The probability density function (pdf) of the beta distribution is

$$y=f(x|a,b)=\frac{1}{B(a,b)}{x}^{a-1}{(1-x)}^{b-1}{I}_{\left[0,1\right]}(x)$$

where *B*( · ) is the Beta function. The indicator
function
*I*_{(0,1)}(*x*)
ensures that only values of *x* in the range (0,1) have
nonzero probability.

This plot shows how changing the value of the parameters alters the shape of
the pdf. The constant pdf (the flat line) shows that the standard uniform
distribution is a special case of the beta distribution, which occurs when
`a = b = 1`

.

X = 0:.01:1; y1 = betapdf(X,0.75,0.75); y2 = betapdf(X,1,1); y3 = betapdf(X,4,4); figure plot(X,y1,'Color','r','LineWidth',2) hold on plot(X,y2,'LineStyle','-.','Color','b','LineWidth',2) plot(X,y3,'LineStyle',':','Color','g','LineWidth',2) legend({'a = b = 0.75','a = b = 1','a = b = 4'},'Location','NorthEast'); hold off

The beta distribution has a functional relationship with the
*t* distribution. If *Y* is an
observation from Student's *t* distribution with
*ν* degrees of freedom, then the following transformation
generates *X*, which is beta distributed.

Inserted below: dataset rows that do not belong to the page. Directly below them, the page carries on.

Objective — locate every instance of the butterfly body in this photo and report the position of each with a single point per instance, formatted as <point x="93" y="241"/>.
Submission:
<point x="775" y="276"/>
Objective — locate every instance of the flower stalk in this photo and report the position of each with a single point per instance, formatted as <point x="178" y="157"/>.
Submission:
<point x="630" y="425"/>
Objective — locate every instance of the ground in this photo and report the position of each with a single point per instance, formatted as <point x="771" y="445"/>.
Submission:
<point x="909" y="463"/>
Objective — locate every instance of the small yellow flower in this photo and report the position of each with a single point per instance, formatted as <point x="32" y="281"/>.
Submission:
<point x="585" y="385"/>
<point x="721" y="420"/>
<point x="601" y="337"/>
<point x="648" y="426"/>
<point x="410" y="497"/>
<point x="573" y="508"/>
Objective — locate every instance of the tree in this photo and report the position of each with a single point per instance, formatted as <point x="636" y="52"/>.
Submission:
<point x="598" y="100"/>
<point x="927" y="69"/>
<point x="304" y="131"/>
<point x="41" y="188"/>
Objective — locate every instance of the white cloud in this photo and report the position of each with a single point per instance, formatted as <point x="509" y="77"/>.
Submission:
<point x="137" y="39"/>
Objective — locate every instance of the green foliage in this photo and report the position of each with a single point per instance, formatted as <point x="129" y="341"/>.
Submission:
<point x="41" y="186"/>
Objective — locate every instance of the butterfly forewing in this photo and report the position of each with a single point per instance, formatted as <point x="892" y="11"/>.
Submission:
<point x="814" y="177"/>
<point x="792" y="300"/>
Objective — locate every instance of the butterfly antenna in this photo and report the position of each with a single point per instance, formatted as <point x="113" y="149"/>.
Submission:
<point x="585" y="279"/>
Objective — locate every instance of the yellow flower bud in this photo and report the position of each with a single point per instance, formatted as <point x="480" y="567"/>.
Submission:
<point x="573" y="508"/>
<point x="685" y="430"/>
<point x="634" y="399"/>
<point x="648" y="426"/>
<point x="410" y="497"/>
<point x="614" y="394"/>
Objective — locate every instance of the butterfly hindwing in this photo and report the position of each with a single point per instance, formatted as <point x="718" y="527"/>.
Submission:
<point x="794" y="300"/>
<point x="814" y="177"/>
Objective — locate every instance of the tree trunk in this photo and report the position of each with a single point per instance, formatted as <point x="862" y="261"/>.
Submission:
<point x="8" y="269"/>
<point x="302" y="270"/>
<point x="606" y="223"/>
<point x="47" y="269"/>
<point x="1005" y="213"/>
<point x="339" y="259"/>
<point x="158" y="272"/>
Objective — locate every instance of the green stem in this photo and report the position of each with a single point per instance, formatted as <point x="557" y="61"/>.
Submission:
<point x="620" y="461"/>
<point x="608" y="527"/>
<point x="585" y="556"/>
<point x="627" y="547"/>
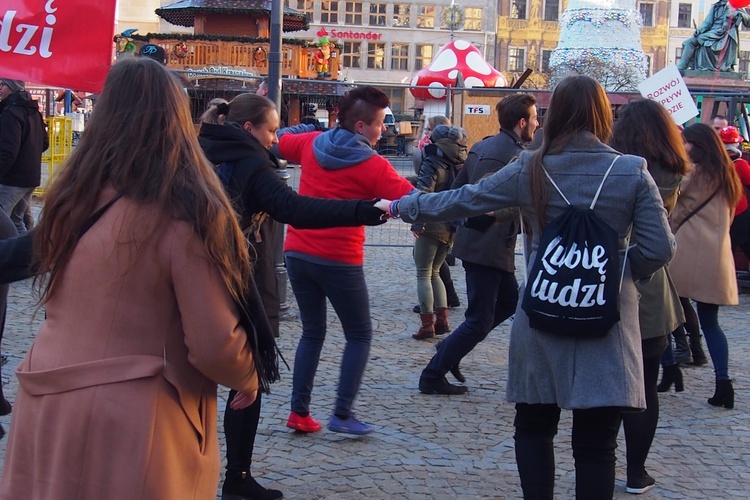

$$X=\frac{1}{2}+\frac{1}{2}\frac{Y}{\sqrt{\nu +{Y}^{2}}}$$

If *Y*~*t*(*v*), then $$X\sim \beta \left(\frac{\nu}{2},\frac{\nu}{2}\right)$$

This relationship is used to compute values of the *t* cdf
and inverse function as well as generating *t* distributed
random numbers.

Suppose you are collecting data that has hard lower and upper bounds of zero and one respectively. Parameter estimation is the process of determining the parameters of the beta distribution that fit this data best in some sense.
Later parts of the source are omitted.